I have been listening to Story Corps on National Public Radio for many years. The program shares audio recordings made in booths that travel around the country; e.g., usually two or more people talking about family history or some life changing event. The sponsoring organization provides the venue, equipment, and probably some starter questions, but the participants invariably take the conversation into surprising directions.
In my last blog I mentioned the storytelling tradition of Iceland; that small frozen country has a spot reserved in its national library for the memoirs of any citizen who provides one. In their tradition, few things are sadder than a life that is not remembered. Story Corps’ slogan — Listening is an Act of Love — is certainly in keeping with Icelandic customs.
It has never been easier to write a memoir or record an interview. If you have a computer, or even a smart phone, you can get started right now or perhaps tomorrow at lunch. A mini-tape recorder might be more convenient, especially if you have a summer road trip in your plans. While my particular interest is in getting people to chronicle their gear industry sagas, I am confident that once people start talking, the topics will expand beyond “work-related” yarns.

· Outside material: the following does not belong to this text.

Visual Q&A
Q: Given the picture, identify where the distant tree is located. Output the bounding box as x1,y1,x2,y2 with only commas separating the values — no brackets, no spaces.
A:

Do not worry about transcribing or editing just yet. There is plenty of time available in the future for that chore and the technology for turning audio into text is getting better every year. Future generations will thank you for giving them a chance to hear a loved one’s voice many years from now.
Don’t filter responses either; perhaps some family secrets will need to be kept quiet a while longer, but you’ll regret missing the “truth” behind the official story. I’ll be taking my own advice in the coming months and expect a few tales will even be suitable for posting here.